Во-вторых, все, не только Кейси, считали меня русским царевичем, или, по крайней мере, князем, счастливо освобожденным от зловещих чар. Хотя они и демократы, но к царственным особам питали должное уважение.
В-третьих, все по достоинству оценили то, как я совладал с непобедимой Кейси Райбек, а когда узнали, что я обязан на ней жениться, и, естественно, увезти ее с собой подальше, плакали от счастья и подарили на память магический жетон самоликвидации индивидуального действия.
И, наконец, в-четвертых, меня очень уважали за то, что я трансформировался из лягушки в человека, в полной форме и с бутылкой коньяка за пазухой, чем сразу заслужил уважение капитана. «Это – настоящий солдат!», - сказал он тогда, помогая мне подняться с пола.

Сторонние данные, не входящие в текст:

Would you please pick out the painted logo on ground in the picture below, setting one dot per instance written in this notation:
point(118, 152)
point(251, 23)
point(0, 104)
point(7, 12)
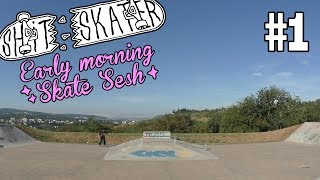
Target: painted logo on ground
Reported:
point(163, 154)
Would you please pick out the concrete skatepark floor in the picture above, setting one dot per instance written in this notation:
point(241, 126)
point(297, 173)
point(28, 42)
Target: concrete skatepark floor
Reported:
point(281, 160)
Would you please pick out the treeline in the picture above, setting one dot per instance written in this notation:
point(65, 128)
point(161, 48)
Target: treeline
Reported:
point(269, 109)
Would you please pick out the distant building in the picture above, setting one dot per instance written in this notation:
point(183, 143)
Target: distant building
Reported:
point(24, 120)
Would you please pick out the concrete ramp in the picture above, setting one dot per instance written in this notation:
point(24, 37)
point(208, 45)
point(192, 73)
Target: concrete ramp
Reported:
point(11, 136)
point(158, 149)
point(308, 133)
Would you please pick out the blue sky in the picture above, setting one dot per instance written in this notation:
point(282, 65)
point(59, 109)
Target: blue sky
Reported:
point(209, 54)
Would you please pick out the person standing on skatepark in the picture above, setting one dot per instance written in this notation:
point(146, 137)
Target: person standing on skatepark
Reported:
point(102, 136)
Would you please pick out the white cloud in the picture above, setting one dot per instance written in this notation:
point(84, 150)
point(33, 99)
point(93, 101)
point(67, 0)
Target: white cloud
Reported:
point(259, 74)
point(131, 99)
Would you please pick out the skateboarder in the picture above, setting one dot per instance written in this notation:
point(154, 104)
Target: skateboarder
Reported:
point(102, 136)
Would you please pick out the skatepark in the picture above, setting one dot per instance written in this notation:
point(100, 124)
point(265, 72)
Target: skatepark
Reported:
point(161, 158)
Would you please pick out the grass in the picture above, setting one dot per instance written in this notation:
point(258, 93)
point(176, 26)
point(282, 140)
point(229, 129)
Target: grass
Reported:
point(199, 138)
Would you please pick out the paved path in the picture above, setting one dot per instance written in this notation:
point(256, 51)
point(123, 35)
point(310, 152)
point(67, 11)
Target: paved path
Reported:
point(245, 161)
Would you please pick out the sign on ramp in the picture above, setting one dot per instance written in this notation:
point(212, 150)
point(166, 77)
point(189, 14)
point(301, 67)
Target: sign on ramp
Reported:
point(308, 133)
point(11, 136)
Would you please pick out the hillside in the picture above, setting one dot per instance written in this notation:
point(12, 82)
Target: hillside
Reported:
point(201, 138)
point(7, 113)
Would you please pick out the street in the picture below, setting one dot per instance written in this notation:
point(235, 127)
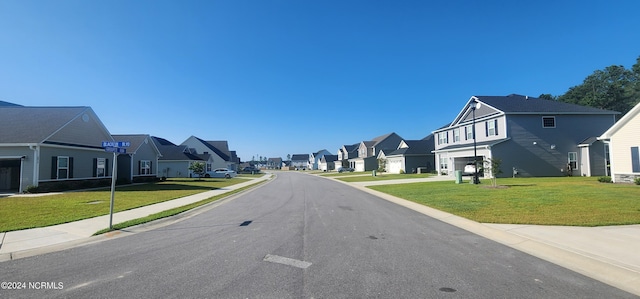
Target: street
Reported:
point(299, 236)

Шума конечно, было много. От трансформационного хлопка на кухне вылетели стекла, воздушная волна обсыпала всех мукой, а лейтенанта свалила с ног. Поднявшись и отряхнувшись, он сразу предложил меня застрелить по-тихому, что бы никто ничего не узнал, а лучше отдать ему для секретных опытов, исключительно из соображений гуманизма. На что, капитан заметил, что Россия с Америкой не находиться в состоянии войны, и начинать ее в ближайшее время не собираются, поэтому он считает предложение Крюгера не конструктивным, и даже в какой то степени вредным. Он абсолютно не поверил моему рассказу о погибшем корабле, в котором я из соображений секретности опустил ряд существенных подробностей. Главным аргументом против - было утверждение, что в лягушку просто так никого не превращают, а из всех способов уничтожения военных судов, поголовное превращение всего экипажа в земноводных – самый экзотический. Тут мне крыть было нечем. Скажите для чего меня, простого российского прапорщика, - превращать в жабу, пардон, в лягушку?

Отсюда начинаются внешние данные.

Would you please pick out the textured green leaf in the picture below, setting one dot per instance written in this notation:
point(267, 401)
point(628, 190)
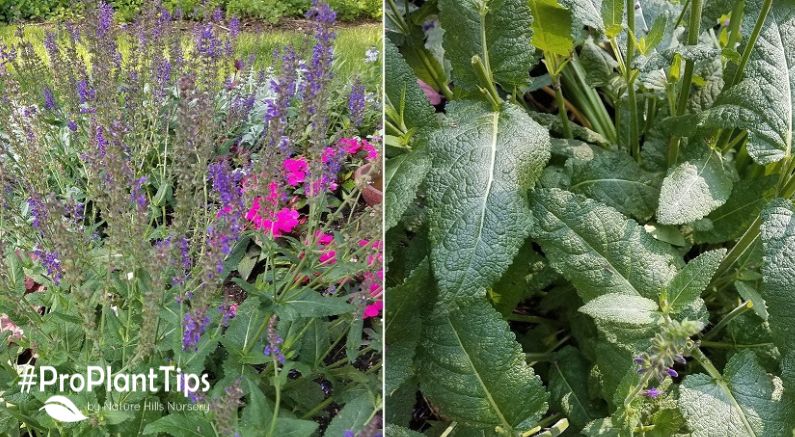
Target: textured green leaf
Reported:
point(746, 402)
point(180, 425)
point(506, 28)
point(688, 284)
point(693, 189)
point(482, 166)
point(568, 387)
point(778, 272)
point(584, 13)
point(404, 174)
point(551, 27)
point(474, 371)
point(403, 91)
point(408, 304)
point(309, 303)
point(617, 308)
point(353, 416)
point(764, 101)
point(613, 15)
point(617, 180)
point(599, 250)
point(749, 292)
point(728, 222)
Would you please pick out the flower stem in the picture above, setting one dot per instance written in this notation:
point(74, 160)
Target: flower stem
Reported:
point(634, 145)
point(743, 307)
point(694, 28)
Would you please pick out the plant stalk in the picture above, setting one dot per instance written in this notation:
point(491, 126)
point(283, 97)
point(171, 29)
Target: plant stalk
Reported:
point(694, 28)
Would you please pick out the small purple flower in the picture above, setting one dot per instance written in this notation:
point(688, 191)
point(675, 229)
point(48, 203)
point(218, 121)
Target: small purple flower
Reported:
point(51, 44)
point(234, 27)
point(652, 393)
point(194, 325)
point(38, 211)
point(356, 103)
point(49, 100)
point(102, 143)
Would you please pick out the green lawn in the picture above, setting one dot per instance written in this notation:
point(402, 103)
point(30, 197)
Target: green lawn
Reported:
point(352, 43)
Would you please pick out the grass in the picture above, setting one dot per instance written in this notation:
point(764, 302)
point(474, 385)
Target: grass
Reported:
point(352, 43)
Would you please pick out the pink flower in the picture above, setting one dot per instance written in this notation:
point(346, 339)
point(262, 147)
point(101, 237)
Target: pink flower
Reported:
point(328, 155)
point(324, 239)
point(328, 256)
point(350, 145)
point(279, 223)
point(286, 221)
point(295, 170)
point(373, 309)
point(6, 325)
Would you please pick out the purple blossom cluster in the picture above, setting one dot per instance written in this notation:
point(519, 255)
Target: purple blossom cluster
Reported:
point(193, 326)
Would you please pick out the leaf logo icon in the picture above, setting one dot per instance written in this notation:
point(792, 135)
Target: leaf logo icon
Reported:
point(62, 409)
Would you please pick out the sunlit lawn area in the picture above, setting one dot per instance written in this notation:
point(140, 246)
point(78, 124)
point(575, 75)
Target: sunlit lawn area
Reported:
point(352, 43)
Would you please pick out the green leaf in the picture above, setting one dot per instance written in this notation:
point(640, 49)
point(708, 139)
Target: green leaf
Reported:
point(749, 292)
point(693, 189)
point(688, 284)
point(617, 180)
point(620, 309)
point(599, 250)
point(180, 425)
point(728, 222)
point(353, 416)
point(472, 369)
point(568, 387)
point(501, 38)
point(309, 303)
point(404, 174)
point(483, 164)
point(513, 286)
point(613, 14)
point(745, 402)
point(399, 431)
point(778, 272)
point(403, 91)
point(584, 13)
point(764, 101)
point(408, 304)
point(551, 27)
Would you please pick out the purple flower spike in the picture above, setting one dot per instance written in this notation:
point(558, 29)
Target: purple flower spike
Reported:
point(652, 393)
point(195, 323)
point(49, 100)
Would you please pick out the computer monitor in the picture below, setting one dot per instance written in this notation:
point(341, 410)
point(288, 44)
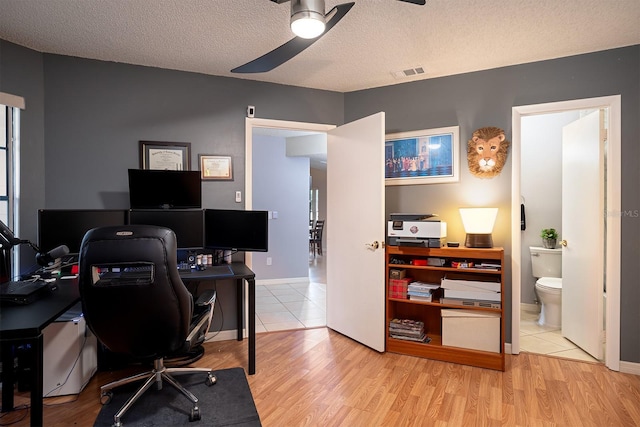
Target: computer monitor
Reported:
point(58, 227)
point(246, 231)
point(188, 224)
point(164, 189)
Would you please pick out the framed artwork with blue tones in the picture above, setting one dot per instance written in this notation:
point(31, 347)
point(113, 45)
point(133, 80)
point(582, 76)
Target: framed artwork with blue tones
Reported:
point(422, 157)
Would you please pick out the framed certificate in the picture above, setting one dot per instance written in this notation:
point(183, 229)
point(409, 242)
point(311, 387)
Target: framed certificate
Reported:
point(216, 167)
point(165, 155)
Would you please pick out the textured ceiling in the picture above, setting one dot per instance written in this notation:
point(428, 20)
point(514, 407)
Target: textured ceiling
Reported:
point(375, 39)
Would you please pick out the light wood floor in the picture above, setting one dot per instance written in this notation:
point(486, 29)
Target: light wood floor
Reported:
point(317, 377)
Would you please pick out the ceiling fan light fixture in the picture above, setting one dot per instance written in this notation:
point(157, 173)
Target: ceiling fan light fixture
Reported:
point(307, 18)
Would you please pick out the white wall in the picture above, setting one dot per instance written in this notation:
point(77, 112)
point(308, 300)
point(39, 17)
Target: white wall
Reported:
point(541, 185)
point(281, 184)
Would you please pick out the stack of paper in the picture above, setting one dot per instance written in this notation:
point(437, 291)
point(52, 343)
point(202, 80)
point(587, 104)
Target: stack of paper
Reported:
point(421, 291)
point(471, 290)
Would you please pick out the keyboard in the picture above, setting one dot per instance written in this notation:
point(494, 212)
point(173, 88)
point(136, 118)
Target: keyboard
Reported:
point(22, 291)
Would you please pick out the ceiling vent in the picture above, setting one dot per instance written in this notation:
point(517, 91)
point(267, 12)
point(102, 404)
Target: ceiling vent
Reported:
point(409, 72)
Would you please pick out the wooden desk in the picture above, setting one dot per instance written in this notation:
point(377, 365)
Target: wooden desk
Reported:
point(240, 273)
point(23, 325)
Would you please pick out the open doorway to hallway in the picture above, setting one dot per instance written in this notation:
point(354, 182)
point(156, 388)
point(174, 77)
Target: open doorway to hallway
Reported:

Затем меня очень внимательно осмотрел доктор Ливси, коллега Крюгера, занимающийся именно лечением пациентов, и не страдающим маниакальным синдромом их убийства. Жизнерадостный Ливси не нашел у меня никаких патологий, и для профилактики болотной простуды, выпил со мной на брудершафт полстакана спирта. То ли спирт был сильно разбавлен, то ли после стольких перенесенных стрессов, мне все было по барабану - я выпил его, даже не поморщившись.
- Чудесно, - сказал Ливси жизнерадостно улыбаясь, - пациент здоров, и не имеет синдрома направленного вампиризма. Можете быть абсолютно спокойными.

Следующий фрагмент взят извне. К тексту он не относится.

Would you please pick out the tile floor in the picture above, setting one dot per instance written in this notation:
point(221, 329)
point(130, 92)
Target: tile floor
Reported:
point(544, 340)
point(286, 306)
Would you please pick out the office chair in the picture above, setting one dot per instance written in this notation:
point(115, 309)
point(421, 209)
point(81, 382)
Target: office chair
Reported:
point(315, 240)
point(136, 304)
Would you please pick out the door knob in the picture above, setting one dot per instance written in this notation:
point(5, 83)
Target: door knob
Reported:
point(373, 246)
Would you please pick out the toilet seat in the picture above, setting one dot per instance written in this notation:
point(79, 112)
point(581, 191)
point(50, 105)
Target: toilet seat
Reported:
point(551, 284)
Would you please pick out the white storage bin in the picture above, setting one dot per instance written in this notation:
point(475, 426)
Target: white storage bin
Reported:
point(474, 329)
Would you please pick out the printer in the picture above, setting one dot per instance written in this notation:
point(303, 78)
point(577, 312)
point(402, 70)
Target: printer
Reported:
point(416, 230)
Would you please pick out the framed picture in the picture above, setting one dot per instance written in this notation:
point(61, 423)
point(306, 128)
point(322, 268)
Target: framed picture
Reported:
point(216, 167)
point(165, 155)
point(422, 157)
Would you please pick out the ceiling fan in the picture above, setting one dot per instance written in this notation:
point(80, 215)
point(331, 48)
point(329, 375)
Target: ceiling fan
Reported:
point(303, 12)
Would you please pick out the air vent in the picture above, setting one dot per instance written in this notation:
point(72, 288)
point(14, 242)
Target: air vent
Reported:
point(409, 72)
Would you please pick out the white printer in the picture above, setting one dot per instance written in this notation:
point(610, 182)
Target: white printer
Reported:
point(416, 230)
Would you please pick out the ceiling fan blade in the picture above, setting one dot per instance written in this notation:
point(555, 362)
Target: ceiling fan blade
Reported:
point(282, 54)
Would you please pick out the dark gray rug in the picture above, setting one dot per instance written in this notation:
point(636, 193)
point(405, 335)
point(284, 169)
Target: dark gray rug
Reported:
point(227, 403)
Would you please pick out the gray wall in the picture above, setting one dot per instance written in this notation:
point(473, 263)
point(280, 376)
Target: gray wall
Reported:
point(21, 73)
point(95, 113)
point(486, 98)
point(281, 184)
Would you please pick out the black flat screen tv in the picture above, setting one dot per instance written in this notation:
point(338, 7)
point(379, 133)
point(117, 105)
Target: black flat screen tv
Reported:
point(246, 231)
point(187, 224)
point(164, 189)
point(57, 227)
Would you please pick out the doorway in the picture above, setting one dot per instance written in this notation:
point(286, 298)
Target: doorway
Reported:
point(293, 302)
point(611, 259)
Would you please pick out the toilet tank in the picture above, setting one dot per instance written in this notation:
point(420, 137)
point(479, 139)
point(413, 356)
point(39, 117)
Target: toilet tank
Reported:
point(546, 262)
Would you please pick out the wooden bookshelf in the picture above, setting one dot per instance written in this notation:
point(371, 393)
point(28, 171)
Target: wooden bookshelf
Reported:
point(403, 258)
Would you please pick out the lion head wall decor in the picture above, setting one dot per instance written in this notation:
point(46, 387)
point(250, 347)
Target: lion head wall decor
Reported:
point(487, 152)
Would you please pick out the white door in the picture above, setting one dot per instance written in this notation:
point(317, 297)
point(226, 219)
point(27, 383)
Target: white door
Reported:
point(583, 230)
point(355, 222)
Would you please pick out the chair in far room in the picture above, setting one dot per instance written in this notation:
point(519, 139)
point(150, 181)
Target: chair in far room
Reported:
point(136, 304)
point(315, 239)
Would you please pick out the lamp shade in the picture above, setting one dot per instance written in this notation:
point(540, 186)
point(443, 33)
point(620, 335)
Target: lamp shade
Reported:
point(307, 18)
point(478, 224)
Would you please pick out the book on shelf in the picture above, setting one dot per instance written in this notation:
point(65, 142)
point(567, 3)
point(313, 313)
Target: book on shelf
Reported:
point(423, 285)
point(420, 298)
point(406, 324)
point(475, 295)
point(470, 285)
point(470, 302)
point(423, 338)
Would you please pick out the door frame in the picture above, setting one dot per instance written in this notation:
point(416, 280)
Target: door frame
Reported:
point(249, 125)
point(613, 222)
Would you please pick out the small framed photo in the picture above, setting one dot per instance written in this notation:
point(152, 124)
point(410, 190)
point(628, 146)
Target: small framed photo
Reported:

Услышав это, капитан, недолго думая, пригласил меня на свой день рождения, для укрепления союза двух дружественных армий. На радостях я подарил ему свою героическую бутылку коньяка, чем потряс Ленгдона до глубины души. Второе потрясение он испытал, когда попытался понять смысл надписи: «Коньяк Южнорусский. Пять звездочек. Разлит по заказу ОАО «Коломенский пряник» на Верхнее-Кундрюпинской чаеразвесочной фабрике имени Тадеуша Костюшко». Что удивительно, я совершенно спокойно понимал английскую речь в ее американском варианте. Неужели, чтобы выучить язык, надо было побывать в лягушачьей шкуре? Все шло отлично. Мы хором спели «В небесах мы летали одних, мы теряли друзей боевых…», выжав у капитана скупую мужскую слезу – его прадедушка воевал в эскадрилье «Нормандия – Неман». Потом мы все вместе орали песни «Биттлз», и, что бы доставить мне удовольствие, пытались хором спеть «Калинку-малинку», но каждый раз получилась «Марсельеза», дико растрогавшая капитана. Под нестройное пение хора мальчиков-зеленоберетчиков Кейси, склонившись к самому моему уху и нежно обняв за плечи, рассказала потрясающую историю жизни капитана Ленгдона.
Родился он в городе Париже, где и жил вместе со своей сестрицей и дедом, на пенсии подрабатывавшим хранителем Лувра. Дедушка часто таскал его по музею и нещадно порол, когда он путал импрессионистов с авангардистами, и маринистов с абстракционистами. Дед был членом сразу нескольких тайных обществ и все свободное, от работы и порки внука время, проводил на секретных тусовках.